Santiago De Compostela: ma il miracolo non arriva...

Rieccomi.
Mentivo. Non mi ritrovate per nulla ricompattata emotivamente, anzi.
Psicoterapeuti, amici, amanti, nemici, bambini, adulti, quadrupedi, familiari, colleghi, commesse, estetiste, camerieri, avvocati, registi, giocolieri, fiori, nuvole e addirittura capre: tutti avete tentato di tirarmi su il morale. Grazie. Ma davvero, con accento tipicamente lusitano “l’é dura”. Insomma: ero venuta qui per sposarmi col grande amore della mia vita, e non solo non mi ci sposo, ma devo anche accettare che mi ha mollato, e che si sposa in tempo record con un’altra. Il dettaglio é che mi devo occupare ora di tutto: le ipotesi sono quanto mai accattivanti: tornare coda bassa in Italia, rinunciando a quel poco che avevo costruito qui, vendendo i mobili acquistati con tanto amore.Restare qui a lottare contro disoccupazione, solitudine, ricordi che affiorano da piatti e bicchieri. Pagando una casa qui e una in Italia, vivendo una vita doppia senza ormai nessun senso. Qualcuno si azzarda anche a prevedere che lo stronzo tornerá. In questo caso, deve sapere che ho un’ottima mira, e che i 32 coltelli professionali che abbiamo comprato insieme, sono ancora tutti qui, affilati. Ultima ipotesi;non decidere niente, e qualcosa succedera´. Opto per questa. Il tutto insaporito dal fatto che ,cmq sia, me la devo sbrigare io, staccare bollette, vendere mobili, rifare il viaggio con tre cani e 3000 km. Insomma: il signorino ‘e troppo occupato a preparare le nozze per occuparsi di quesi dettagli antipatici. Claro. Quindi: inviperita, offesa, tradita, stanca, incazzata nera, umiliata, fregata a tutti i livelli (economico, lavorativo, progettuale, geografico); incastrata qui per aver dato tutta la mia fiducia, per aver seguito quella cazzata letteraria e romantica del “va´dove ti porta il cuore”. Portatemi qui ora l’autore e che venga lui a organizzare trasloco, caricare cani in auto, trovarmi un lavoro, vendere il vestito da sposa e le fedi nuziali. Se il cuore ti porta a buttarti in un water, lo devi  seguire davvero?.”Va dove ti porta il cuore: ovvero affanc!”. Pertanto: pagina iniziale ancora bloccata per blocco psicofisicoemotivo aggravato. tutte le altre sono aggiornate. Un bacio

4 risposte a LA FENICE arranca

  1. Laura scrive:

    “L’entusiasmo è la felicità più potente e più duratura della vita” l’hai citato tu nella pagina “Chi Sono”. Datti tempo, certe ferite sono lunghe da rimarginare. Non dimenticare che noi siamo sempre qua in attesa che tu ritrovi il tuo “entusiasmo”.

    • monicasava scrive:

      Ciao Laura…pian pianino l’entusiasmo arriva, e scopro non solo di avere la mia famiglia bellissima, che mi ha aiutato tantissimo, ma anche una famiglia adottiva di sorrisi, alunni, applausi e parole dolci e confortanti! grazie di cuore. Prometto di tornare entusiasta e serena!

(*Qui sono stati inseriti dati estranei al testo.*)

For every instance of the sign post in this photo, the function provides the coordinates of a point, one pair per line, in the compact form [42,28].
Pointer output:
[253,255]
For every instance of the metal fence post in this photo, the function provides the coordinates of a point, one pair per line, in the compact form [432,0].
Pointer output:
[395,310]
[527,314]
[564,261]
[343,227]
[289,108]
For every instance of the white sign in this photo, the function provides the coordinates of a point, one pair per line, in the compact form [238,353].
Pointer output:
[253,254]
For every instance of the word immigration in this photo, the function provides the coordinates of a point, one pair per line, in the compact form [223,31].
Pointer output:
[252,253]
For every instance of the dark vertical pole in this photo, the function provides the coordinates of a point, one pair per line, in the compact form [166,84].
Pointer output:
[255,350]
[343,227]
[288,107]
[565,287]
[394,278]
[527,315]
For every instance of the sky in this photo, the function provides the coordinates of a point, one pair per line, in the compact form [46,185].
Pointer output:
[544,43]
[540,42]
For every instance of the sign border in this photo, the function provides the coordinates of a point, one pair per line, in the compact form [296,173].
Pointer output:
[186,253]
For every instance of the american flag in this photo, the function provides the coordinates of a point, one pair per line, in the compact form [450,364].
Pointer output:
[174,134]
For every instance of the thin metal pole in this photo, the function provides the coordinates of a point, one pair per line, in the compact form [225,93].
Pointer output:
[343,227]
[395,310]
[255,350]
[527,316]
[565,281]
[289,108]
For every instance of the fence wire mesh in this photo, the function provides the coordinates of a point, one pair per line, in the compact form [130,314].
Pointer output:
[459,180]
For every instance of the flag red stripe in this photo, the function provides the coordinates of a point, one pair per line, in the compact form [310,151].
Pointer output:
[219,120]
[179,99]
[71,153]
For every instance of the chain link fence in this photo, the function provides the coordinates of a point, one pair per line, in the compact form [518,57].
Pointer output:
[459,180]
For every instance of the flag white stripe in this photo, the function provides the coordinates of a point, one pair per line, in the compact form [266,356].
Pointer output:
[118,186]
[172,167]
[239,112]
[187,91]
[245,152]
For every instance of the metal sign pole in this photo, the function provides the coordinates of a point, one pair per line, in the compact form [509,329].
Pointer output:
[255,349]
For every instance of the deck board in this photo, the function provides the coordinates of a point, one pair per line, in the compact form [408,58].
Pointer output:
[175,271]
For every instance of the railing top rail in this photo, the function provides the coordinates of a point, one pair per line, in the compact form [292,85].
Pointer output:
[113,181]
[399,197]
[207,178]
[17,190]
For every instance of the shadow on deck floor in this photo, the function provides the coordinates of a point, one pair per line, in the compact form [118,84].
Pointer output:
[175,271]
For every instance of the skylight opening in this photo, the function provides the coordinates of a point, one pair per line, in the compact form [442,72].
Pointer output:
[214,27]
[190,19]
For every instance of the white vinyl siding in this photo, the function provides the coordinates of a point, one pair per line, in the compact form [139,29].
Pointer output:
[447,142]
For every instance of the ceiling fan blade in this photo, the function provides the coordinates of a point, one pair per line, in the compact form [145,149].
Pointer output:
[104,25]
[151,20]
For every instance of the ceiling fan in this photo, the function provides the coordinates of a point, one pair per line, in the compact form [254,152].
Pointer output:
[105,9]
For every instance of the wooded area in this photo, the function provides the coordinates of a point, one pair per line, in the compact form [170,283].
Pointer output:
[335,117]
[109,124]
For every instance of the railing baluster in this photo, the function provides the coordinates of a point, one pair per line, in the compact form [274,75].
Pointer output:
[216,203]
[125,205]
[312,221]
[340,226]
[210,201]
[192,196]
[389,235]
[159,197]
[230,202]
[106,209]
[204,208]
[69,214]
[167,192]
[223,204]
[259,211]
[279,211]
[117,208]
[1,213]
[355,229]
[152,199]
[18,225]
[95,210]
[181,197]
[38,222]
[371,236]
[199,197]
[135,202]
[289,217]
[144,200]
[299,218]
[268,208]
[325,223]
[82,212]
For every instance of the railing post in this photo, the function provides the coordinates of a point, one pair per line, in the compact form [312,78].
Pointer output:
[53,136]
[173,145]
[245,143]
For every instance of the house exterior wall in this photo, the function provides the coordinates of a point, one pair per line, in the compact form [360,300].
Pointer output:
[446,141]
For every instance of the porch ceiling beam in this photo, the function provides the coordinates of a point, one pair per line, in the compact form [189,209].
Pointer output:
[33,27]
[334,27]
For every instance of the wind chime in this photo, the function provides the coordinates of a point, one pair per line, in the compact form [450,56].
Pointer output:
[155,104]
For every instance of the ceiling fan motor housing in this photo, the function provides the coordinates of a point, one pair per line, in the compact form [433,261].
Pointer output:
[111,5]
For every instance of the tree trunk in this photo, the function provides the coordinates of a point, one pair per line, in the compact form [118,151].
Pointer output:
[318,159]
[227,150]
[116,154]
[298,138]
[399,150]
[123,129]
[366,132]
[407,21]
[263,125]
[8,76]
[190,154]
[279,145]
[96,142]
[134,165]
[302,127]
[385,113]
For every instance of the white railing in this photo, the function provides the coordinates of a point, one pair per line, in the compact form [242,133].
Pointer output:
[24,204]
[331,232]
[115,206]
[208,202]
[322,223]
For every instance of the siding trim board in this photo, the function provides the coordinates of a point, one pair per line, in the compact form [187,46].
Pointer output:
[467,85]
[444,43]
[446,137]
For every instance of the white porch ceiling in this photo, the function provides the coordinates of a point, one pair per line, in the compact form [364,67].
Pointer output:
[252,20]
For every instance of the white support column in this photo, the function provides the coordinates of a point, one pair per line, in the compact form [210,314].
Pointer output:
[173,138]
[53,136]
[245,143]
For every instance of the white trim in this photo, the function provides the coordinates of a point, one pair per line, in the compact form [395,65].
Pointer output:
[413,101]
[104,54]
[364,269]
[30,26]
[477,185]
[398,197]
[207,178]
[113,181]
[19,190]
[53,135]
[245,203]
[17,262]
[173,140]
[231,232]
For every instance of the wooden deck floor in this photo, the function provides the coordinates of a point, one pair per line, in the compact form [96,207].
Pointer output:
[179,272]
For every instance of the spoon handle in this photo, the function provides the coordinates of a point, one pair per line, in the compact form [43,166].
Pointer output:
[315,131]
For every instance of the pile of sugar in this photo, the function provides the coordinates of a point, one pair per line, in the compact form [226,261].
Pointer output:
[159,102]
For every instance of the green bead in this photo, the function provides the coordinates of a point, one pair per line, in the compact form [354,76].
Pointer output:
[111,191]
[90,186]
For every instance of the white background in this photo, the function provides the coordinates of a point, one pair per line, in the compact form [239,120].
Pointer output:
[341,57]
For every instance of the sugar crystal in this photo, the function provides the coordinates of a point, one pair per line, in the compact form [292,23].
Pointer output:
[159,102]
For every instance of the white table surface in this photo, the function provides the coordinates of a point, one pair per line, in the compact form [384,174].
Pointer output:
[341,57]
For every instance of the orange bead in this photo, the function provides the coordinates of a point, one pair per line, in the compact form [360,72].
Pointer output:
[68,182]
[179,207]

  2. Cristina Citterio scrive:

    Terza ipotesi: scrivere un libro su tutto questo. Successo assicurato, disoccupazione sconfitta, e sono sicura, entusiasmo e amore in arrivo!

    • monicasava scrive:

      belllaaaaaa!!!affare fatto, tu intanto crea una casa editrice: “maltra ensema” mi sembra un titolo appropriato. l’amore é arrivato, e con lui gioia e progetti…un abbraccio!